Benefits
Appetite suppression via serotonin elevation
HCA inhibits ATP-citrate lyase, causing acetyl-CoA to accumulate and potentially increase malonyl-CoA — which signals hypothalamic satiety centers. HCA may also increase serotonin availability by reducing its catabolism, producing mild appetite-suppressing effects. Some studies show reduced food intake with HCA supplementation, though effects are not consistent across all trials.
Modest fat synthesis inhibition
ATP-citrate lyase (ACLY) catalyzes the conversion of citrate to acetyl-CoA in the cytosol — the first committed step in de novo lipogenesis (fat synthesis from carbohydrates). HCA competitively inhibits ACLY, theoretically reducing the conversion of dietary carbohydrates to fat. Laboratory evidence for this mechanism is strong; human clinical significance is debated.

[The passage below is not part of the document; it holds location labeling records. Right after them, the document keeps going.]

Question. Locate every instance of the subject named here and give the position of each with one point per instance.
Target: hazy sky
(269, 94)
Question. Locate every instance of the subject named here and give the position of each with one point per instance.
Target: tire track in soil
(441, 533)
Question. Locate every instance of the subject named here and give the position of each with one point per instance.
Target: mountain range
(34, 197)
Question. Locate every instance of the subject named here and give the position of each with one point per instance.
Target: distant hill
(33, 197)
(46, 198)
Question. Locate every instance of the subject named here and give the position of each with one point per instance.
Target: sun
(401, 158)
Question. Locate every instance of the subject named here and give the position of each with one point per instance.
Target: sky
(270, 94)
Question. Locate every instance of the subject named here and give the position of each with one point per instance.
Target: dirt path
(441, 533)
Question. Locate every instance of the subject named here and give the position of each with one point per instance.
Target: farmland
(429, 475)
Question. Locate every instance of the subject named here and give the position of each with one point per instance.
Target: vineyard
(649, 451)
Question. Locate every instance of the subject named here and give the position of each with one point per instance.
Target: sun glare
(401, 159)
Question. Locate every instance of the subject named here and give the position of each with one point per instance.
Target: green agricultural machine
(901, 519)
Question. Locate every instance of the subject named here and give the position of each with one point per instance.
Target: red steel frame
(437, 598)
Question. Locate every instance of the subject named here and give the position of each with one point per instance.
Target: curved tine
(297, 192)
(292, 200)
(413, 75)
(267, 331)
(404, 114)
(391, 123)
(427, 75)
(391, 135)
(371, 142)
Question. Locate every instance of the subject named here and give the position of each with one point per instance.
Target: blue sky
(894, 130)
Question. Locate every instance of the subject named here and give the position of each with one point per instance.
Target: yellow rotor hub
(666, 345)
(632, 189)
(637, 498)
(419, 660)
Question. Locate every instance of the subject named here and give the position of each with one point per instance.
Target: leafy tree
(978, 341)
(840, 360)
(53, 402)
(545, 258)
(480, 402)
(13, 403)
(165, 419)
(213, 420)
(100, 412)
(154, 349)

Glycogen synthesis promotion
By inhibiting ACLY and redirecting acetyl-CoA away from fat synthesis, HCA may promote glycogen synthesis in liver and muscle — improving carbohydrate storage rather than fat storage. Some studies show improved exercise endurance and glycogen preservation with HCA, though evidence is limited.
Mechanism of action
ATP-citrate lyase competitive inhibition
HCA competitively inhibits ATP-citrate lyase (ACLY) by mimicking the transition state of the enzyme-substrate complex. ACLY normally converts mitochondria-exported citrate to acetyl-CoA and oxaloacetate in the cytosol — the rate-limiting step providing acetyl-CoA for fatty acid synthesis and cholesterol synthesis. HCA inhibition reduces cytosolic acetyl-CoA availability for these anabolic pathways.
Serotonin and appetite signaling modulation
Elevated malonyl-CoA from ACLY inhibition activates hypothalamic AMPK, which may modulate serotonin turnover and appetite signaling. Animal studies show increased brain serotonin with HCA — contributing to appetite suppression and reduced food intake, though human evidence for this specific pathway is weak.
Cortisol reduction and stress eating modulation
HCA has demonstrated cortisol-lowering effects in some clinical studies, which may reduce stress-induced eating. The proposed mechanism involves adrenal steroidogenesis modulation, though this pathway is not well-characterized in humans.
Clinical trials
Systematic review and meta-analysis of randomized controlled trials examining HCA/Garcinia cambogia for weight loss. (Onakpoya et al. 2011, J Obes — or 2018 update)
Pooled across HCA RCTs.
HCA produced statistically significant but clinically MODEST weight loss (~0.88 kg additional vs placebo over 8-12 weeks). Effect size very small — Garcinia is NOT a meaningful weight loss intervention. CRITICAL HEPATOTOXICITY CONCERN: multiple case reports and case series have linked Garcinia cambogia products to acute hepatotoxicity, sometimes severe (acute liver failure, transplant). The 2017 Hydroxycut hepatotoxicity issues, while multi-ingredient, included Garcinia. NIH LiverTox database lists Garcinia as a documented cause of drug-induced liver injury. The WIDESPREAD weight loss marketing greatly exceeds the modest evidence and substantial safety concerns.